Les Lions d’aujourd’hui, ceux du Mondial 2018, moins «joueurs de balle» que leurs aînés, moins talentueux, moins inspirés, souvent moins dominateurs aisés de la balle, ont intégré à bon niveau la plupart des données du jeu dit moderne. Ils sont forts athlétiquement, résistants, ardents, savent se qualifier dans les compétitions majeures, taclent aussi allègrement par derrière que leurs collègues étrangers, savent crocher dans le textile pour freiner les bêtes lancées à toute vapeur, n’ignorent plus rien de la maçonnerie armée, ont des éclairs dans les yeux à faire fuir des talibans. En résumé, le football mondial a produit pour nous des «monstres». Koulibaly, Sabaly, Sané, Gassama, Kouyaté, Gana, etc. sont plutôt des gladiateurs. Des compétiteurs que le monde du foot prend désormais au sérieux. Quand ils sauront vraiment bien jouer au football, ils seront même peut-être imbattables.

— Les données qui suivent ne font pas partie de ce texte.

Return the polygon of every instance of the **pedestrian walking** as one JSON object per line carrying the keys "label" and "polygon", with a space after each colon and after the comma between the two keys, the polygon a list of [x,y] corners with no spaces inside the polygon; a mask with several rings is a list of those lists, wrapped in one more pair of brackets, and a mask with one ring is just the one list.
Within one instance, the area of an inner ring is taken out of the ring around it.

Le problème est que, sur les 11 à 14 Lions utilisés par Aliou Cissé lors de ce Mondial 2018, il n’y en a pas plus de la moitié dont la musette technico-tactique et cérébro-visionnaire ait excité l’œil borgne des foules. Même si nos Lions bénéficient de l’aide compensatrice attribuée aux rocs, il est indispensable d’admettre que dans le jeu, son fond et ses contours, il nous manque ce supplément d’âme qui ne s’achète pas chez le Guinéen du coin. Ce quelque chose pourrait s’appeler culture ou empreinte génétique et tient dans l’art du geste adapté, dans la respiration, la circulation de balle, l’attaque placée, dans la sûreté de soi et avec le cuir. Dans la certitude. Hélas ! Le Sénégalais, nos équipes nationales, nos clubs, ne savent plus jouer au foot. Qu’avons-nous fait de l’identité sénégalaise qui avait enfanté les Matar Niang, Christophe Sagna, Guèye Sène, Moussa Diop Quenum, Boy Bandit, Léopold Diop, Baba Touré, Lamine et Abdoulaye Sagna, Victor Diagne, etc. ? Pour ne citer que ces milieux de terrain, reculés ou avancés sur le pré. Notre cœur d’ancien combattant nous pousse à rêver d’un football meilleur si ces esthètes avaient pu avoir 20 ou 25 ans aujourd’hui.
Lamine Dieng, l’antithèse de Cissé, nous interpellait quelque part récemment. «Le beau jeu est le seul moyen d’obtenir des résultats durables.» Avant d’ajouter, cruel : «Sadio Mané méritait d’être mieux accompagné avec des joueurs qui savent jouer au football : des créateurs.» Ces fameux créateurs découragés de notre football par des pseudo-éducateurs qui leur préfèrent depuis des décennies des «bucherons» auto-proclamés «milieux modernes». Ah ! Si seulement Modric était Sénégalais… pour servir convenablement Sadio et les autres de devant.
Plongée dans une très longue nuit, la Dtn, avec la complicité de sa tutelle, n’a toujours pas compris qu’il nous faut notre propre modèle de footballeur. Comme Amadou Ba, le ministre des Finances, devrait comprendre qu’il nous faut notre propre modèle économique. L’émergence en général est à ce prix. Sinon, nous continuerons de contempler de loin ces fastes du football mondial où les autres étalent indéfiniment leurs tuniques royales.